I did the question by a way of motion, not knowing the reason behind how the chain rule works. I read on wiki and other links alike, but i do not know how chain rule on these kind of questions are applied. Can anyone show me how is the chain rule applied with intermediate steps or formulas to guide me? thanks!

So far i know chain rule is something like $\dfrac{d}{dx}[g(g(x))] = f^{'}(g(x)) \cdot g^{'}(x)$

Answer 1

To apply the chain rule to find the partial derivatives of $\frac1{g(x,y)}$ we introduce an new variables $u$ and $v$ such that $u=g(x,y)$ and $v(u)=\frac1u$..

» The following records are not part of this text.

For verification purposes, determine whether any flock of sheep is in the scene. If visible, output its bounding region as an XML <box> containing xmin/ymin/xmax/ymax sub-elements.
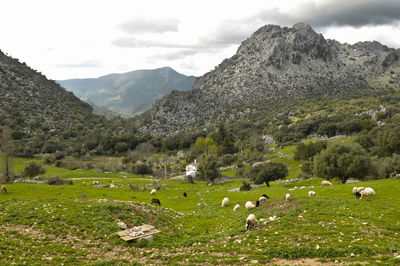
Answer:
<box><xmin>221</xmin><ymin>180</ymin><xmax>375</xmax><ymax>230</ymax></box>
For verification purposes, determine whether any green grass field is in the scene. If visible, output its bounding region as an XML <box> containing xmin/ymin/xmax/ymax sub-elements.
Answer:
<box><xmin>0</xmin><ymin>154</ymin><xmax>400</xmax><ymax>265</ymax></box>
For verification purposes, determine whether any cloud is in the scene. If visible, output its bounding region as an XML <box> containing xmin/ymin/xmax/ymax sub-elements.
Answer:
<box><xmin>250</xmin><ymin>0</ymin><xmax>400</xmax><ymax>28</ymax></box>
<box><xmin>56</xmin><ymin>60</ymin><xmax>102</xmax><ymax>68</ymax></box>
<box><xmin>112</xmin><ymin>37</ymin><xmax>191</xmax><ymax>48</ymax></box>
<box><xmin>119</xmin><ymin>17</ymin><xmax>179</xmax><ymax>34</ymax></box>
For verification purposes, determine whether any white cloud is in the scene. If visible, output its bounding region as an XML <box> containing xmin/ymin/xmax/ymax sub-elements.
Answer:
<box><xmin>0</xmin><ymin>0</ymin><xmax>400</xmax><ymax>79</ymax></box>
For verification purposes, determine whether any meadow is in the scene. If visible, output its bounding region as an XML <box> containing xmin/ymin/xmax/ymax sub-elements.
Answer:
<box><xmin>0</xmin><ymin>150</ymin><xmax>400</xmax><ymax>265</ymax></box>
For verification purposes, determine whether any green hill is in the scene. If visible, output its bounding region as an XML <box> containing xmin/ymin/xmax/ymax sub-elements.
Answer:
<box><xmin>57</xmin><ymin>67</ymin><xmax>196</xmax><ymax>115</ymax></box>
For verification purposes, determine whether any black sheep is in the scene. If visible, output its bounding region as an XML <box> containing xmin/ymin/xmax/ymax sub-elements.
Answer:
<box><xmin>151</xmin><ymin>198</ymin><xmax>161</xmax><ymax>206</ymax></box>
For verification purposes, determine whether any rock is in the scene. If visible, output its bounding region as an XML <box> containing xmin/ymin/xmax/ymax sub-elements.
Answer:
<box><xmin>137</xmin><ymin>23</ymin><xmax>392</xmax><ymax>136</ymax></box>
<box><xmin>117</xmin><ymin>222</ymin><xmax>128</xmax><ymax>230</ymax></box>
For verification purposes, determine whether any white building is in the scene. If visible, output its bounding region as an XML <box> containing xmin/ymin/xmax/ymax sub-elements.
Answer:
<box><xmin>186</xmin><ymin>160</ymin><xmax>199</xmax><ymax>177</ymax></box>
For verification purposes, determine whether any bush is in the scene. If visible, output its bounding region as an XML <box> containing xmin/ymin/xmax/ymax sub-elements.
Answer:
<box><xmin>239</xmin><ymin>180</ymin><xmax>251</xmax><ymax>191</ymax></box>
<box><xmin>42</xmin><ymin>153</ymin><xmax>55</xmax><ymax>164</ymax></box>
<box><xmin>374</xmin><ymin>154</ymin><xmax>400</xmax><ymax>178</ymax></box>
<box><xmin>131</xmin><ymin>163</ymin><xmax>153</xmax><ymax>175</ymax></box>
<box><xmin>198</xmin><ymin>156</ymin><xmax>219</xmax><ymax>183</ymax></box>
<box><xmin>220</xmin><ymin>154</ymin><xmax>236</xmax><ymax>166</ymax></box>
<box><xmin>301</xmin><ymin>161</ymin><xmax>314</xmax><ymax>175</ymax></box>
<box><xmin>22</xmin><ymin>162</ymin><xmax>46</xmax><ymax>178</ymax></box>
<box><xmin>313</xmin><ymin>142</ymin><xmax>372</xmax><ymax>183</ymax></box>
<box><xmin>47</xmin><ymin>176</ymin><xmax>73</xmax><ymax>185</ymax></box>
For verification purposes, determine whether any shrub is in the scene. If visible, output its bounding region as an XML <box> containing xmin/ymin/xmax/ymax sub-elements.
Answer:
<box><xmin>22</xmin><ymin>162</ymin><xmax>46</xmax><ymax>178</ymax></box>
<box><xmin>198</xmin><ymin>156</ymin><xmax>219</xmax><ymax>183</ymax></box>
<box><xmin>313</xmin><ymin>142</ymin><xmax>372</xmax><ymax>183</ymax></box>
<box><xmin>131</xmin><ymin>163</ymin><xmax>153</xmax><ymax>175</ymax></box>
<box><xmin>239</xmin><ymin>180</ymin><xmax>251</xmax><ymax>191</ymax></box>
<box><xmin>42</xmin><ymin>153</ymin><xmax>55</xmax><ymax>164</ymax></box>
<box><xmin>249</xmin><ymin>162</ymin><xmax>288</xmax><ymax>187</ymax></box>
<box><xmin>47</xmin><ymin>176</ymin><xmax>73</xmax><ymax>185</ymax></box>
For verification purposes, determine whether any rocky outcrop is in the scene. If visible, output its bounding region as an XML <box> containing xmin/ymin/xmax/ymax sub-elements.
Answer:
<box><xmin>138</xmin><ymin>23</ymin><xmax>398</xmax><ymax>135</ymax></box>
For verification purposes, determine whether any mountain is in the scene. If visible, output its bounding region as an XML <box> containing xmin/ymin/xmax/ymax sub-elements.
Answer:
<box><xmin>0</xmin><ymin>51</ymin><xmax>112</xmax><ymax>156</ymax></box>
<box><xmin>57</xmin><ymin>67</ymin><xmax>196</xmax><ymax>115</ymax></box>
<box><xmin>82</xmin><ymin>98</ymin><xmax>128</xmax><ymax>120</ymax></box>
<box><xmin>138</xmin><ymin>23</ymin><xmax>400</xmax><ymax>135</ymax></box>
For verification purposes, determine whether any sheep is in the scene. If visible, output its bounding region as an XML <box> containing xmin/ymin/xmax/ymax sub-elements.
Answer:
<box><xmin>221</xmin><ymin>198</ymin><xmax>229</xmax><ymax>207</ymax></box>
<box><xmin>321</xmin><ymin>180</ymin><xmax>332</xmax><ymax>186</ymax></box>
<box><xmin>245</xmin><ymin>214</ymin><xmax>257</xmax><ymax>230</ymax></box>
<box><xmin>308</xmin><ymin>190</ymin><xmax>317</xmax><ymax>196</ymax></box>
<box><xmin>151</xmin><ymin>198</ymin><xmax>161</xmax><ymax>206</ymax></box>
<box><xmin>244</xmin><ymin>201</ymin><xmax>256</xmax><ymax>210</ymax></box>
<box><xmin>360</xmin><ymin>187</ymin><xmax>375</xmax><ymax>198</ymax></box>
<box><xmin>355</xmin><ymin>191</ymin><xmax>361</xmax><ymax>199</ymax></box>
<box><xmin>257</xmin><ymin>194</ymin><xmax>269</xmax><ymax>203</ymax></box>
<box><xmin>352</xmin><ymin>187</ymin><xmax>364</xmax><ymax>195</ymax></box>
<box><xmin>286</xmin><ymin>193</ymin><xmax>290</xmax><ymax>201</ymax></box>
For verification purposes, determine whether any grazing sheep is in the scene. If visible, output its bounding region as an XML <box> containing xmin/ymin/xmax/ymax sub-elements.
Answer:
<box><xmin>355</xmin><ymin>191</ymin><xmax>361</xmax><ymax>199</ymax></box>
<box><xmin>352</xmin><ymin>187</ymin><xmax>364</xmax><ymax>195</ymax></box>
<box><xmin>308</xmin><ymin>190</ymin><xmax>317</xmax><ymax>196</ymax></box>
<box><xmin>245</xmin><ymin>214</ymin><xmax>257</xmax><ymax>230</ymax></box>
<box><xmin>151</xmin><ymin>198</ymin><xmax>161</xmax><ymax>206</ymax></box>
<box><xmin>321</xmin><ymin>180</ymin><xmax>332</xmax><ymax>186</ymax></box>
<box><xmin>244</xmin><ymin>201</ymin><xmax>256</xmax><ymax>210</ymax></box>
<box><xmin>221</xmin><ymin>198</ymin><xmax>229</xmax><ymax>207</ymax></box>
<box><xmin>257</xmin><ymin>194</ymin><xmax>269</xmax><ymax>203</ymax></box>
<box><xmin>286</xmin><ymin>193</ymin><xmax>290</xmax><ymax>201</ymax></box>
<box><xmin>360</xmin><ymin>187</ymin><xmax>375</xmax><ymax>198</ymax></box>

Then, using the chain rule, we can write

$$\begin{align} \frac{\partial}{\partial x}\left(\frac{1}{g(x,y)}\right)&=\frac{\partial}{\partial x}\left(v(u(x,y))\right)\\\\ &=\color{blue}{\frac{\partial v(u)}{\partial u}}\color{red}{\frac{\partial u(x,y)}{\partial x}}\\\\ &=\color{blue}{\frac{\partial }{\partial u}\left(\frac1u\right)}\color{red}{\frac{\partial g(x,y)}{\partial x}}\\\\ &=\color{blue}{-\frac{1}{u^2}}\color{red}{\frac{\partial g(x,y)}{\partial x}}\\\\ &=\color{blue}{-\frac{1}{(g(x,y))^2}}\color{red}{\frac{\partial g(x,y)}{\partial x}} \end{align}$$

Can you proceed now?